When you think every band has a set line-up, which although can change, you never get people associated with them as official members, which makes it more incredible that there was always a case for a fifth Beatle - Sir George, Brian Epstein and Stuart Sutcliffe. Theres even a wiki page dedicated to it. en.wikipedia.org/wiki/Fifth_Beatle
But for me, when it comes down to the music, Sir George has to fill that role. He was Algernon to the Fab's Bash Street Kids.
Geoff also does the drive time show every week night on Absolute radio and does a 2 hour show on Absolute radio 60's every Sunday morning (10 - 12 UK time) called Beatles Brunch. I can highly recommend this show.

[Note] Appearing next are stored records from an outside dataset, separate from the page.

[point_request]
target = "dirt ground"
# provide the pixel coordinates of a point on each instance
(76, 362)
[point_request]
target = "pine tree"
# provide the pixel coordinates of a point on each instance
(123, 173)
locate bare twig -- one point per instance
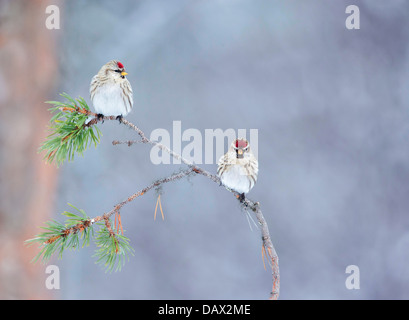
(192, 169)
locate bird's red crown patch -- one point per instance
(241, 143)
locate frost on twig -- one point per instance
(73, 128)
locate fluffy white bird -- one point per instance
(238, 168)
(111, 92)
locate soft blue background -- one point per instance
(331, 107)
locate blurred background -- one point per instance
(331, 109)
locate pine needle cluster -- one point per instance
(69, 131)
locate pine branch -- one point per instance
(69, 132)
(72, 134)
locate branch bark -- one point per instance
(267, 244)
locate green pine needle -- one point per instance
(68, 133)
(112, 250)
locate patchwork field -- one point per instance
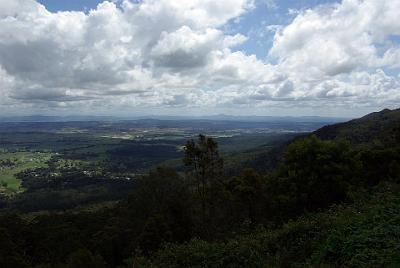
(11, 163)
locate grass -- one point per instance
(23, 161)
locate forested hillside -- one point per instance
(332, 200)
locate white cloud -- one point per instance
(162, 53)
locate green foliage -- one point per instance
(330, 203)
(83, 258)
(318, 172)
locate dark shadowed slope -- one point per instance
(379, 128)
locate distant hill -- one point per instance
(379, 128)
(166, 118)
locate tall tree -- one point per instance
(206, 167)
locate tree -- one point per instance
(206, 167)
(318, 172)
(247, 189)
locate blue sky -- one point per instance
(240, 57)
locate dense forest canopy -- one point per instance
(332, 200)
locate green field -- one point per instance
(21, 161)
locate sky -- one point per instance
(199, 57)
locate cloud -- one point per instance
(159, 53)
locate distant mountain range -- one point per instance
(221, 117)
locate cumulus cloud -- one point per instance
(161, 53)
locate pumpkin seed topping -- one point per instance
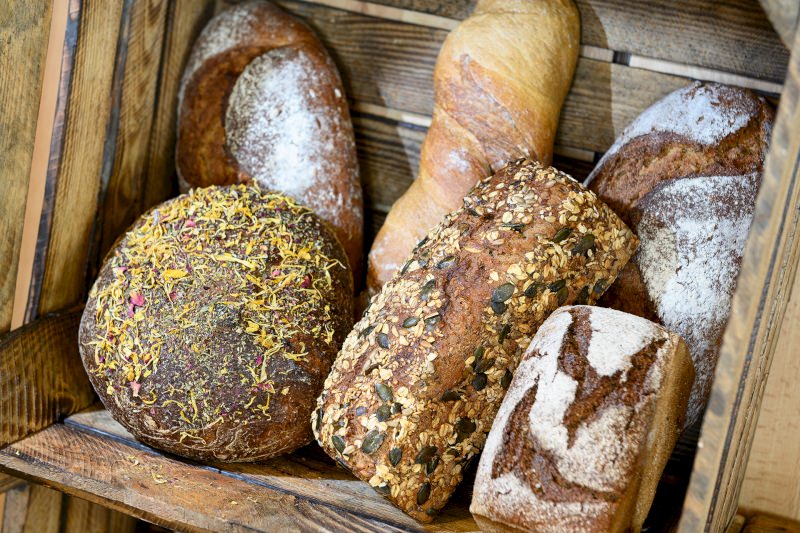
(372, 441)
(503, 292)
(395, 455)
(562, 234)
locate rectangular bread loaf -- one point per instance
(414, 390)
(587, 426)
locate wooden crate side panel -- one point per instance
(41, 376)
(24, 31)
(87, 120)
(134, 98)
(729, 36)
(184, 23)
(168, 492)
(763, 287)
(771, 482)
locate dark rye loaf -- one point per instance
(587, 426)
(685, 175)
(214, 322)
(415, 388)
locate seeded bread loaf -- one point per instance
(261, 100)
(685, 175)
(587, 426)
(415, 388)
(214, 322)
(499, 83)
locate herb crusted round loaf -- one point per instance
(214, 321)
(418, 381)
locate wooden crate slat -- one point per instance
(389, 64)
(133, 110)
(88, 112)
(41, 376)
(184, 23)
(731, 36)
(307, 473)
(167, 491)
(783, 14)
(24, 30)
(767, 275)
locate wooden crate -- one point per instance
(82, 158)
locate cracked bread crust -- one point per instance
(587, 426)
(415, 388)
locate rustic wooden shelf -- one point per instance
(92, 456)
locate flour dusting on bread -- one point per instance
(564, 449)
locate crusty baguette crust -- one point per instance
(414, 390)
(214, 321)
(500, 81)
(685, 175)
(587, 426)
(261, 100)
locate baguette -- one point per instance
(500, 80)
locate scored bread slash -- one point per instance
(415, 388)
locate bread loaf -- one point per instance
(685, 175)
(414, 390)
(261, 100)
(500, 80)
(214, 322)
(587, 426)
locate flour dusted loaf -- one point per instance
(261, 100)
(214, 322)
(415, 388)
(587, 426)
(685, 175)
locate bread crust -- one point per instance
(499, 82)
(414, 390)
(587, 426)
(685, 175)
(214, 321)
(262, 101)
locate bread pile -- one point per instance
(220, 325)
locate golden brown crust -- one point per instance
(217, 147)
(214, 321)
(500, 80)
(684, 175)
(418, 381)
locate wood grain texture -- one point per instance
(389, 64)
(731, 36)
(185, 20)
(134, 95)
(763, 287)
(41, 376)
(171, 493)
(88, 114)
(771, 482)
(307, 473)
(783, 14)
(24, 30)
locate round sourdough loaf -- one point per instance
(685, 175)
(261, 100)
(214, 322)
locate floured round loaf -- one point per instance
(414, 390)
(261, 101)
(685, 175)
(587, 426)
(214, 321)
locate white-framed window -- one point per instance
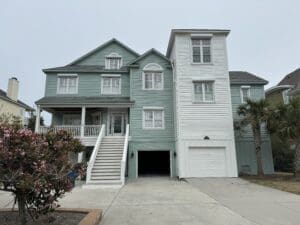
(111, 85)
(204, 91)
(201, 50)
(285, 96)
(153, 77)
(153, 118)
(113, 61)
(245, 93)
(67, 84)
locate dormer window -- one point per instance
(113, 61)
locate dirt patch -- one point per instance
(281, 181)
(55, 218)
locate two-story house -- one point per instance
(148, 114)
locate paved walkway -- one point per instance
(153, 201)
(259, 204)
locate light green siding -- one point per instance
(245, 149)
(150, 139)
(98, 58)
(89, 84)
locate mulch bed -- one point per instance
(55, 218)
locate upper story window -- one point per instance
(153, 77)
(113, 61)
(153, 118)
(204, 91)
(67, 84)
(245, 93)
(201, 48)
(111, 85)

Sir Paul gave a very nice tribute: " I’m so sad to hear the news of the passing of dear George Martin. I have so many wonderful memories of this great man that will be with me forever. He was a true gentleman and like a second father to me. He guided the career of The Beatles with such skill and good humour that he became a true friend to me and my family. If anyone earned the title of the fifth Beatle it was George. From the day that he gave The Beatles our first recording contract, to the last time I saw him, he was the most generous, intelligent and musical person I’ve ever had the pleasure to know.
It’s hard to choose favourite memories of my time with George, there are so many but one that comes to mind was the time I brought the song 'Yesterday’ to a recording session and the guys in the band suggested that I sang it solo and accompany myself on guitar. After I had done this George Martin said to me, "Paul I have an idea of putting a string quartet on the record". I said, “Oh no George, we are a rock and roll band and I don’t think it’s a good idea”. With the gentle bedside manner of a great producer he said to me, "Let us try it and if it doesn’t work we won’t use it and we’ll go with your solo version". I agreed to this and went round to his house the next day to work on the arrangement.

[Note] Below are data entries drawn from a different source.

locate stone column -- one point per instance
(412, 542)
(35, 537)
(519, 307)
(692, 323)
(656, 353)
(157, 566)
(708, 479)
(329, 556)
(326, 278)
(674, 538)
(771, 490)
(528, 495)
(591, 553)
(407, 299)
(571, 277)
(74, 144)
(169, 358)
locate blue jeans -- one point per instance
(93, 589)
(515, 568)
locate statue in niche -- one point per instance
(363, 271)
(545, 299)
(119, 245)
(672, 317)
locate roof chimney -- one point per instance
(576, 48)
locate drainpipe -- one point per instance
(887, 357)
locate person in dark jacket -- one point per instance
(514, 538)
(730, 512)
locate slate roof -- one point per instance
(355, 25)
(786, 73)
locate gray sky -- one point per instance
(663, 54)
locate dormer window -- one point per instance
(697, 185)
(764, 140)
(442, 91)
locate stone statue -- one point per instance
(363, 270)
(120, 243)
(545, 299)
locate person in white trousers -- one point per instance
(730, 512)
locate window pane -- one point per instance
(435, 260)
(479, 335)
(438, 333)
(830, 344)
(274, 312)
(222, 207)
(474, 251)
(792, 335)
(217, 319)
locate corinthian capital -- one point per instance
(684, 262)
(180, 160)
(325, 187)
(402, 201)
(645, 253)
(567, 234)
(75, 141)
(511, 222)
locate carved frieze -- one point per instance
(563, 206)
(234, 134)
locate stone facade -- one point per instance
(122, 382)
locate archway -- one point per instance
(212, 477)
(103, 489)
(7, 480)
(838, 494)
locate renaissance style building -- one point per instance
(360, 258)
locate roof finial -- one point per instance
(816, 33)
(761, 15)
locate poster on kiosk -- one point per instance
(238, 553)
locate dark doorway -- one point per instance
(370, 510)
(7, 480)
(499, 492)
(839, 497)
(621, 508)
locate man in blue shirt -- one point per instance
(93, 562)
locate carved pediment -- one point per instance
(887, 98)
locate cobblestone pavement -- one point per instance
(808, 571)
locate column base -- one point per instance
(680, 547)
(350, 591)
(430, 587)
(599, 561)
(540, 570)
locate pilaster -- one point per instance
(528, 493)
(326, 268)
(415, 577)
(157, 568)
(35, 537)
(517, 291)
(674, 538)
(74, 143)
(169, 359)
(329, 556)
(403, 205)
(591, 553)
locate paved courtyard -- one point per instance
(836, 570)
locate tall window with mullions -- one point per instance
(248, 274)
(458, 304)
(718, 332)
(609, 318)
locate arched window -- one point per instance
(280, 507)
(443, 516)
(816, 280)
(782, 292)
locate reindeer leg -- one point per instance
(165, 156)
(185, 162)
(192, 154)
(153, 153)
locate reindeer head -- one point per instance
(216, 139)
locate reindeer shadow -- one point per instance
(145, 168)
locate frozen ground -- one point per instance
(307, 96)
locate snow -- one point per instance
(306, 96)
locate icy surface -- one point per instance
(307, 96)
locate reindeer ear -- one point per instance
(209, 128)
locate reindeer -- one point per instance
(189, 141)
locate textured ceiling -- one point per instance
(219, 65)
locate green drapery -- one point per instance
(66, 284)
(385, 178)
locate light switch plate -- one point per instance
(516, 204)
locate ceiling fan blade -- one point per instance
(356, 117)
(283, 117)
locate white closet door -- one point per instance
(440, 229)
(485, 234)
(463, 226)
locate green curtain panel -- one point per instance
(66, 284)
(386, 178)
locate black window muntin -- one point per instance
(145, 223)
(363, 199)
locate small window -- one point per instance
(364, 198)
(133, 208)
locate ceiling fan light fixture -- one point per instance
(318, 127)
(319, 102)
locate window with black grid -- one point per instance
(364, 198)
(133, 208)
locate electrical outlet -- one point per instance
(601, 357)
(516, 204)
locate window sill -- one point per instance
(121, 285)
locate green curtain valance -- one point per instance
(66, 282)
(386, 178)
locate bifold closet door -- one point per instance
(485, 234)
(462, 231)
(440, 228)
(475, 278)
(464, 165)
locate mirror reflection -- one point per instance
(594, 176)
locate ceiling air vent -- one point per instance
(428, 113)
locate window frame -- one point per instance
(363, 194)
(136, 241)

He took my chords that I showed him and spread the notes out across the piano, putting the cello in the low octave and the first violin in a high octave and gave me my first lesson in how strings were voiced for a quartet. When we recorded the string quartet at Abbey Road, it was so thrilling to know his idea was so correct that I went round telling people about it for weeks. His idea obviously worked because the song subsequently became one of the most recorded songs ever with versions by Frank Sinatra, Elvis Presley, Ray Charles, Marvin Gaye and thousands more.
This is just one of the many memories I have of George who went on to help me with arrangements on 'Eleanor Rigby', 'Live and Let Die' and many other songs of mine.
I am proud to have known such a fine gentleman with such a keen sense of humour, who had the ability to poke fun at himself. Even when he was Knighted by the Queen there was never the slightest trace of snobbery about him.
My family and I, to whom he was a dear friend, will miss him greatly and send our love to his wife Judy and their kids Giles and Lucy, and the grandkids.
The world has lost a truly great man who left an indelible mark on my soul and the history of British music.
As I live just a few tube stops from Abbey Road I went down to pay my respects to the great man on the day he died. It was a miserable wet day in London reflecting the mood, and when I arrived there were a few tv cameras outside, possibly hoping Macca would arrive.(don't think he did). I was ok on my day down to this as you can accept people dying at a good age, it's the natural way, however it was when I heard The Beatles music wafting out on to the streets from Abbey Road I started to well up and got emotional. BBC4 That night showed the wonderful Arena special on this lovely man, covering his comedy records and then The Beatles. He certainly was for me The Fifth Beatle, without his enthusiasm and input, who knows how The Beatles would sound, perhaps just another rock band, i'm doubtful the band would have reached the incredible heights that they reached without the guiding hand of the wonderful George Martin. No doubt he'll be producing the choir invisible up in heaven now.